Makam Sang Abdul Wahab Calau
Sumber :
  • https://upload.wikimedia.org/wikipedia/commons/b/b9/Makam_Syekh_Abdul_Wahab_Calau_01.jpg

Tradisi, VIVA Bali –Di Sijunjung, Sumatera Barat, nama Syekh Abdul Wahab Calau masih terpatri dalam ingatan masyarakat. Ia bukan sekadar ulama tarekat Syattariyah, tetapi juga seorang intelektual yang membentuk wajah pendidikan Islam di Minangkabau abad ke-19. Melalui Surau Tinggi Calau, ia merawat tradisi ilmu sekaligus menjaga kesinambungan spiritual masyarakat.

 

Surau sebagai Pusat Intelektual 

Pada masa itu, surau bukan hanya tempat salat dan wirid. Surau berfungsi layaknya kampus tradisional. Memberi ruang belajar, menulis, dan berdiskusi. Di Surau Tinggi Calau, Syekh Abdul Wahab menanamkan tradisi keilmuan dengan disiplin. Murid-muridnya tidak hanya diajarkan zikir dan tarekat, tapi juga fikih, tafsir, hadis, hingga ilmu kalam.
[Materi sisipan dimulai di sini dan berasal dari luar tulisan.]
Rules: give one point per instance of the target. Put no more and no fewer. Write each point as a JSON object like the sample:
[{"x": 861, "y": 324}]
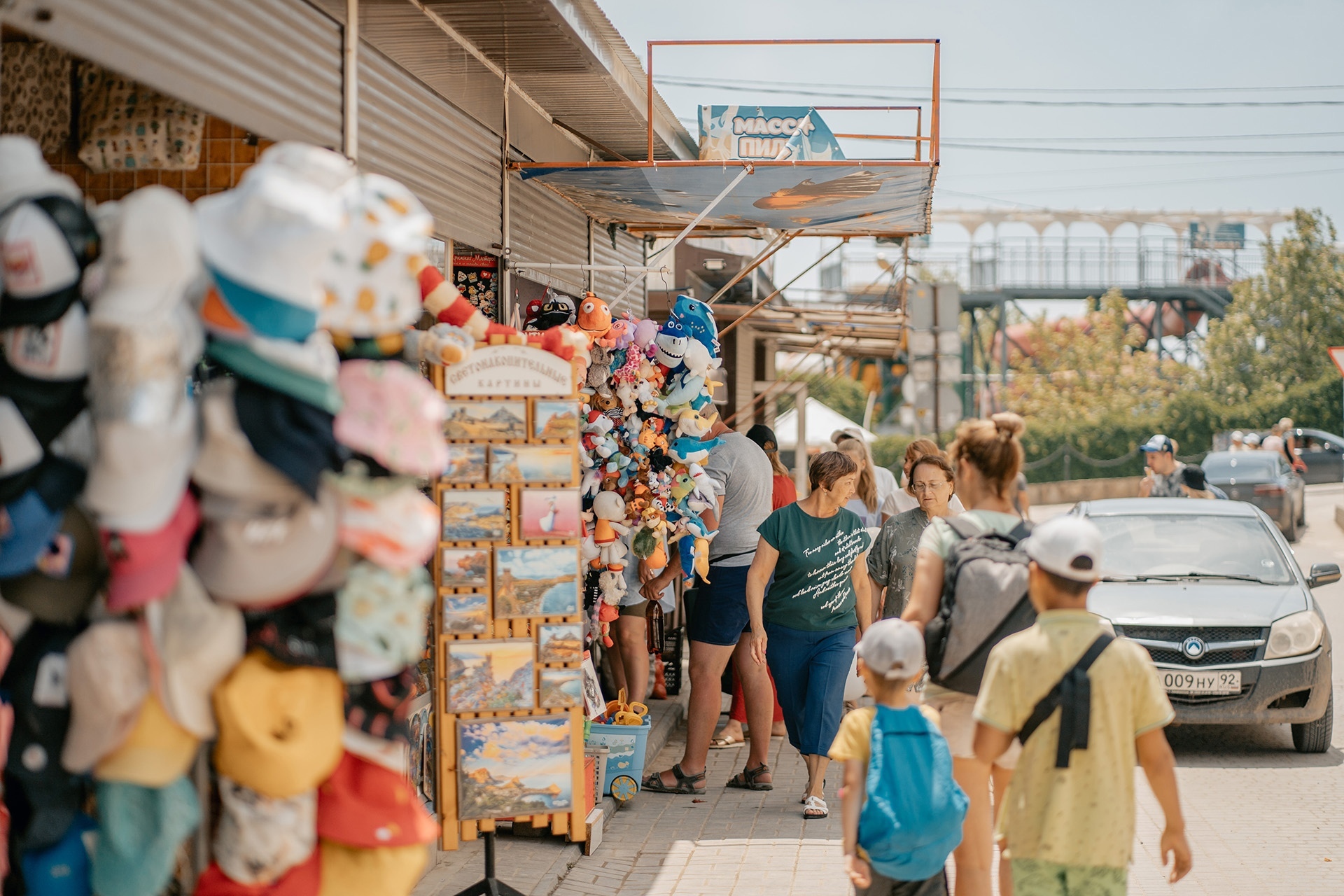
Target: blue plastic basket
[{"x": 625, "y": 746}]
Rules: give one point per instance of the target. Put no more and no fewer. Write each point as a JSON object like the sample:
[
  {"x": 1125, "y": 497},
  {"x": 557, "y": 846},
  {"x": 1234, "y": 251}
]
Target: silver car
[{"x": 1212, "y": 590}]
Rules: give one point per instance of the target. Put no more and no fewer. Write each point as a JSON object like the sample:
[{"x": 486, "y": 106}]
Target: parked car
[
  {"x": 1212, "y": 592},
  {"x": 1265, "y": 480}
]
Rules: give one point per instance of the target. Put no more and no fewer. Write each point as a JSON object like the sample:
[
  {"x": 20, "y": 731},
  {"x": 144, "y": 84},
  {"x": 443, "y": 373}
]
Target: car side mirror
[{"x": 1323, "y": 574}]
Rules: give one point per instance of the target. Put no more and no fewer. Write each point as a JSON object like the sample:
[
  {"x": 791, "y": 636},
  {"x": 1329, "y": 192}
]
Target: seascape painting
[
  {"x": 486, "y": 421},
  {"x": 537, "y": 582},
  {"x": 475, "y": 514},
  {"x": 514, "y": 767},
  {"x": 486, "y": 676}
]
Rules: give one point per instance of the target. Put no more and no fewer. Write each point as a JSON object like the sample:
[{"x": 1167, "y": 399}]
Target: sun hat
[
  {"x": 279, "y": 726},
  {"x": 386, "y": 519},
  {"x": 390, "y": 871},
  {"x": 55, "y": 351},
  {"x": 261, "y": 839},
  {"x": 892, "y": 648},
  {"x": 299, "y": 633},
  {"x": 394, "y": 415},
  {"x": 29, "y": 523},
  {"x": 46, "y": 244},
  {"x": 48, "y": 798},
  {"x": 200, "y": 643},
  {"x": 1066, "y": 546},
  {"x": 67, "y": 574},
  {"x": 370, "y": 806},
  {"x": 279, "y": 226},
  {"x": 62, "y": 869},
  {"x": 139, "y": 833},
  {"x": 290, "y": 435},
  {"x": 381, "y": 620},
  {"x": 370, "y": 279},
  {"x": 260, "y": 555},
  {"x": 144, "y": 564}
]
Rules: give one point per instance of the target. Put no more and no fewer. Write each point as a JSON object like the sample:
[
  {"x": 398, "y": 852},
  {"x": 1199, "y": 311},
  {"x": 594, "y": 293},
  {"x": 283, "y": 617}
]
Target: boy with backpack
[
  {"x": 902, "y": 811},
  {"x": 1085, "y": 706}
]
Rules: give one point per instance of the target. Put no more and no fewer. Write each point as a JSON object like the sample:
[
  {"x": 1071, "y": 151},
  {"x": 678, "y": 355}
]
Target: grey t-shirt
[{"x": 743, "y": 476}]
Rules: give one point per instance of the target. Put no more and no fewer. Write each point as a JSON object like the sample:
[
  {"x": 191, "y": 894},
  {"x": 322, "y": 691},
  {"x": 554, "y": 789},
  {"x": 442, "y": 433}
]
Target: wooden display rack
[{"x": 527, "y": 386}]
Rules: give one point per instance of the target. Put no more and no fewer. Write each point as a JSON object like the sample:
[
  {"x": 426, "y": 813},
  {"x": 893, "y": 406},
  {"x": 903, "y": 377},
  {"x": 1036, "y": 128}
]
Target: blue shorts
[{"x": 720, "y": 614}]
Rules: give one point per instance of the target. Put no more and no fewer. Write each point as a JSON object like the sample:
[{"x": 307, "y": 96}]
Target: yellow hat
[
  {"x": 390, "y": 871},
  {"x": 280, "y": 726},
  {"x": 156, "y": 752}
]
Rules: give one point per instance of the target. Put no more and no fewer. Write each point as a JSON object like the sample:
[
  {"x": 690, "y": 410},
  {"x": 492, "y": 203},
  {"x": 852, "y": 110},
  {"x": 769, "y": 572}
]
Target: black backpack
[{"x": 984, "y": 601}]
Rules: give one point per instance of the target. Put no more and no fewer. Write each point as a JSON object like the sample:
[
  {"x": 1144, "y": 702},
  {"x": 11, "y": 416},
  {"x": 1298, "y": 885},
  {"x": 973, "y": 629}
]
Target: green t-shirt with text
[{"x": 812, "y": 590}]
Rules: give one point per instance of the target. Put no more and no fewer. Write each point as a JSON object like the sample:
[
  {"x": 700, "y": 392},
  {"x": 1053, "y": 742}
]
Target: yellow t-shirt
[{"x": 1082, "y": 814}]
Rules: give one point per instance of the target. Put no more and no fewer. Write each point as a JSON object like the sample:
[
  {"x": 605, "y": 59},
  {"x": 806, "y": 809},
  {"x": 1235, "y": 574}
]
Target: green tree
[{"x": 1280, "y": 323}]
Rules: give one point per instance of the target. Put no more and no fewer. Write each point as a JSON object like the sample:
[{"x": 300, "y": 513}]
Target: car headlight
[{"x": 1294, "y": 634}]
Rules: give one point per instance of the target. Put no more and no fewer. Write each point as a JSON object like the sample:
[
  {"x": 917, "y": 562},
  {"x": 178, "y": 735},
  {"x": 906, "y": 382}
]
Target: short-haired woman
[{"x": 804, "y": 620}]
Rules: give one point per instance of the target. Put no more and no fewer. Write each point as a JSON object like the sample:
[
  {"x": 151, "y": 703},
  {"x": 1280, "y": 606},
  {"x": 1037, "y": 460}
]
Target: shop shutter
[
  {"x": 545, "y": 227},
  {"x": 447, "y": 158},
  {"x": 270, "y": 66}
]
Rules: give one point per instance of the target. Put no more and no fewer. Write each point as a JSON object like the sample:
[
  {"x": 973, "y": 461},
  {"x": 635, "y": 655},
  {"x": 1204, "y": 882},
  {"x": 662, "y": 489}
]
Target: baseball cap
[
  {"x": 299, "y": 633},
  {"x": 371, "y": 285},
  {"x": 1066, "y": 546},
  {"x": 1159, "y": 444},
  {"x": 394, "y": 415},
  {"x": 892, "y": 649},
  {"x": 366, "y": 805},
  {"x": 279, "y": 226},
  {"x": 67, "y": 574},
  {"x": 258, "y": 555},
  {"x": 139, "y": 833},
  {"x": 381, "y": 620},
  {"x": 55, "y": 351},
  {"x": 350, "y": 871},
  {"x": 261, "y": 839},
  {"x": 292, "y": 435},
  {"x": 279, "y": 726},
  {"x": 144, "y": 566}
]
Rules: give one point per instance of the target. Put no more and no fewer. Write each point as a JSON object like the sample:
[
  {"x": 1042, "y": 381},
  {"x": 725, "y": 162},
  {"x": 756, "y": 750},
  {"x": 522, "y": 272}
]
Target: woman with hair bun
[{"x": 987, "y": 456}]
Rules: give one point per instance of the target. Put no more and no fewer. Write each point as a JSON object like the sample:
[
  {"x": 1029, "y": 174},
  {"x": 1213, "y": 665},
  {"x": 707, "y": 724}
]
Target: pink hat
[
  {"x": 393, "y": 415},
  {"x": 146, "y": 564}
]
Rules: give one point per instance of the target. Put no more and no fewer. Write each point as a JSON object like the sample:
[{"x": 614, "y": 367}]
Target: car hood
[{"x": 1186, "y": 603}]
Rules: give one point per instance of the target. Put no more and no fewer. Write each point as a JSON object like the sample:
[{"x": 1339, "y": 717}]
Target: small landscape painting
[
  {"x": 549, "y": 514},
  {"x": 467, "y": 614},
  {"x": 475, "y": 514},
  {"x": 555, "y": 419},
  {"x": 465, "y": 568},
  {"x": 537, "y": 582},
  {"x": 559, "y": 643},
  {"x": 514, "y": 767},
  {"x": 486, "y": 421},
  {"x": 491, "y": 675},
  {"x": 533, "y": 464}
]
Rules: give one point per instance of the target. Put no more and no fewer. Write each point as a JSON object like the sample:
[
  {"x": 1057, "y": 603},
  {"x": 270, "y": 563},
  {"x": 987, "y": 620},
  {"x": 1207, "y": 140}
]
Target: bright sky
[{"x": 1056, "y": 50}]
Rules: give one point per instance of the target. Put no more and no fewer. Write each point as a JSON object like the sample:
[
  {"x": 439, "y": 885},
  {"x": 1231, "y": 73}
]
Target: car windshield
[{"x": 1177, "y": 546}]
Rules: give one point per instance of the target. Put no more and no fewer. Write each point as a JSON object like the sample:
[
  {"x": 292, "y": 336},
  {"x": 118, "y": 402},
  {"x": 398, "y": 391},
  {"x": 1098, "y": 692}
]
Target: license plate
[{"x": 1222, "y": 681}]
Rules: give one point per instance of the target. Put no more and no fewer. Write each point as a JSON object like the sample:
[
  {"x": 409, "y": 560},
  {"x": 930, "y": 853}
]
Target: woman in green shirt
[{"x": 804, "y": 618}]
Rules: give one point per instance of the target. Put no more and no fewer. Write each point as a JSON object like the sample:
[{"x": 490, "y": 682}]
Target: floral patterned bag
[{"x": 128, "y": 127}]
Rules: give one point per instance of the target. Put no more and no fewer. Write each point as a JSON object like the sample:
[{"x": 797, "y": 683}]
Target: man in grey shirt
[{"x": 720, "y": 625}]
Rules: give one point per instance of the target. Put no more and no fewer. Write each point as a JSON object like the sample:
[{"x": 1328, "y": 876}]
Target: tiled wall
[{"x": 223, "y": 158}]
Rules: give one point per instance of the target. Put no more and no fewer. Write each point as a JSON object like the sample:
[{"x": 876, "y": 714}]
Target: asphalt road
[{"x": 1262, "y": 820}]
Praktik intelektual ini menjadi cerminan dari struktur sosial Minangkabau kala itu. Pendidikan lahir dari relasi guru-murid yang erat, ditopang oleh nilai adat, dan berakar pada keyakinan Islam yang kokoh.

 Perlawanan Melalui Ilmu

 Abad ke-19 adalah masa penuh dinamika. Kolonial Belanda menancapkan pengaruhnya, sementara masyarakat Minangkabau bergulat dengan perubahan sosial dan politik. Dalam konteks itu, Syekh Abdul Wahab hadir dengan strategi perlawanan yang tidak selalu berbentuk senjata. Baginya, ilmu adalah benteng.